A la fin de cette première semaine de l’Assemblée des États Parties  (AEP), qui se déroule du 16 au 25 novembre à la Haye, nombre de discours des états lors des sessions plénières ont  rappelé la nécessité de lutter contre l’impunité et certains ont parlé des victimes et de leur place au cœur du projet de la Cour pénale internationale (CPI ou la Cour). Il est important de noter que les deux ne vont pas de pairs et que le poids symbolique de la lutte contre l’impunité n’implique pas forcément une attention aux victimes puisque celles-ci sont plus nombreuses et sont touchées par des situations plus larges que celles auxquelles les affaires jugées devant la Cour font référence.

Ce début d’AEP a vu les interventions des États dominées par le sujet des retraits annoncés du Burundi, de la Gambie et de l’Afrique du sud. Ainsi le sujet de la place effective donnée aux victimes actuellement dans le système de la Cour n’a pas été abordé et le motto selon lequel « les victimes sont au cœur du travail de la Cour », quand il a été mentionné, a été utilisé comme élément rhétorique destiné à convaincre de l’erreur d’un retrait de la CPI par les états soutenant cette dernière. « Les victimes » en tant que rhétorique instrumentalisée présente dans le discours des États rencontrent-elles « les victimes » en tant que préoccupation qui sous-tend l’action des états ?

La manifestation la plus criante de cet écart entre discours et actions concernant les personnes victimes de violations graves des droits humains a été  visible durant la rencontre entre les organisations non gouvernementales (ONG) et le Fonds au profit des victimes.

 

  • Bref rappel du fonctionnement du Fonds au profit des victimes

 

Cette entité, rappelons-le, a pour base légale l’article 79 du Statut de Rome et la règle 98 du Règlement de procédure et de preuve qui précise ses fonctions en matière de réparation et d’assistance. Le fonds a pour mission d’  « exécuter les ordonnances de réparation rendues par la Cour et (d’) offrir des services de réhabilitation physique et psychosociale ou un soutien matériel aux victimes de crimes relevant de la compétence de la Cour. »

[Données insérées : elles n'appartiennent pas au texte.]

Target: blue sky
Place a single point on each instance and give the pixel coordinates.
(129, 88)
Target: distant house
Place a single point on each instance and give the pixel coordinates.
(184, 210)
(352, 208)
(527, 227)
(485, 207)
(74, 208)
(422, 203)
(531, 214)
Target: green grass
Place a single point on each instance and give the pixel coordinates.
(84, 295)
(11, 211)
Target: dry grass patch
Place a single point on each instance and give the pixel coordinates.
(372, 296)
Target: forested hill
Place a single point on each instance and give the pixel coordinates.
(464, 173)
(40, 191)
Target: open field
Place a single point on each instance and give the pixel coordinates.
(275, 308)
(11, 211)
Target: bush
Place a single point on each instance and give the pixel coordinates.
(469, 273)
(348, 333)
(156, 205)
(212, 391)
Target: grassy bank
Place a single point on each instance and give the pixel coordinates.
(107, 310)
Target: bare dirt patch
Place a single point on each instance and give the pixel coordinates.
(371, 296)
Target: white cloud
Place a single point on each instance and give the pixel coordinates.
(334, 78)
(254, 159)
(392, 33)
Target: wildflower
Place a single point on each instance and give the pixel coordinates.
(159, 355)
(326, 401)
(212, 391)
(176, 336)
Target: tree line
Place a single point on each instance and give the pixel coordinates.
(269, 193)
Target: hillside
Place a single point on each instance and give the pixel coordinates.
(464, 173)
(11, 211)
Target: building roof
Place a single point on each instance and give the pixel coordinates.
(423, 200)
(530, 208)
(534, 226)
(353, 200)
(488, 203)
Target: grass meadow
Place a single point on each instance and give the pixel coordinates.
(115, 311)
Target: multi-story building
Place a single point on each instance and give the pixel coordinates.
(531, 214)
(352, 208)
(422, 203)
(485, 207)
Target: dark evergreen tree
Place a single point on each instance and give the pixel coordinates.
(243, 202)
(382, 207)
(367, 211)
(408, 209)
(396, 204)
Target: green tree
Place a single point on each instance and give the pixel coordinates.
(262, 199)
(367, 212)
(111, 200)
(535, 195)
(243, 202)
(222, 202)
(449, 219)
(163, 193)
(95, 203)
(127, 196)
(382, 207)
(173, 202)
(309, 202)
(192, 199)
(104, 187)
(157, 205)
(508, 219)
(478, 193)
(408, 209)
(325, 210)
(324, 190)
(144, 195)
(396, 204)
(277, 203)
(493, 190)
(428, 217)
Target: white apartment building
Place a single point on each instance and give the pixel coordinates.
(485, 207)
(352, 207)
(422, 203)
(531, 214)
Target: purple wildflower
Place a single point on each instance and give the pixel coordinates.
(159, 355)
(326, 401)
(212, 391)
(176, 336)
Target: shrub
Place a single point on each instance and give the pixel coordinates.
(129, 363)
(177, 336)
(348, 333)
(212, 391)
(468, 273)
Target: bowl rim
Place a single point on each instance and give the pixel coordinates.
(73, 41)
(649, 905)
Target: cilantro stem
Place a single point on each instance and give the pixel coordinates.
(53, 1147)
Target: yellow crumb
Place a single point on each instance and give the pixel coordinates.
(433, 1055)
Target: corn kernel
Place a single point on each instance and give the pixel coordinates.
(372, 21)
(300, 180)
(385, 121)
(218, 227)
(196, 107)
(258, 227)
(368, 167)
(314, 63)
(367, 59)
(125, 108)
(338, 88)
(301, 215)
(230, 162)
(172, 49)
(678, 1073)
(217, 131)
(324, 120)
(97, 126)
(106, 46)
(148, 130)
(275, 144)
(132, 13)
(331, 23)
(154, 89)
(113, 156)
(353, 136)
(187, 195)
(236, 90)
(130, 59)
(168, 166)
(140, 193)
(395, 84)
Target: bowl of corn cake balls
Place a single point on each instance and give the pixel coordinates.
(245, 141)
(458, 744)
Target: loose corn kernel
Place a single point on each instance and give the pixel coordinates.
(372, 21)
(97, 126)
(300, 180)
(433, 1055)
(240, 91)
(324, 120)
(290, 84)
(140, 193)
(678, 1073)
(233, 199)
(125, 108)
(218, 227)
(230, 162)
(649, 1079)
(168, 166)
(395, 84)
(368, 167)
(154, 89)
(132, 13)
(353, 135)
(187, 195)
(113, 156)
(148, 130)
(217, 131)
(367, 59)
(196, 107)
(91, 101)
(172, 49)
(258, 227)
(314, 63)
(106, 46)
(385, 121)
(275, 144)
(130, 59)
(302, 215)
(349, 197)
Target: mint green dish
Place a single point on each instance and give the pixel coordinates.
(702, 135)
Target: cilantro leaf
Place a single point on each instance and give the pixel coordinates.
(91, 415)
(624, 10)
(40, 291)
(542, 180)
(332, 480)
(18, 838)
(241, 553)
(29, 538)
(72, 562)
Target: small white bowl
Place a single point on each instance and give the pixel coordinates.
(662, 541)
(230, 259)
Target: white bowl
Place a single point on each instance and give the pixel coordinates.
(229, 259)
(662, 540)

Le mandat de réparation permet au fonds de récupérer les amendes et le produit des biens confisqués d’une personne reconnue coupable par la Cour afin de donner des réparations aux victimes. Ce mandat est donc lié à un verdict de culpabilité, contrairement au mandat d’assistance.

La fonction d’assistance permet aux victimes de recevoir de l’aide rapidement avant que la Cour ne rende un jugement et indépendamment de celui-ci. Les différences principales avec le mandate de réparation sont que les fonctions d’assistance sont financées par les contributions volontaires, qu’elles viennent d’États ou qu’elles soient privées et qu’elles s’adressent à un plus grand nombre de victimes provenant de situations plus larges que celles adressées à la cour.

Selon les chiffres donnés par le Fonds, plus de 300 000 bénéficiaires directs et indirects ont profité des programmes du fonds depuis le début de ses actions.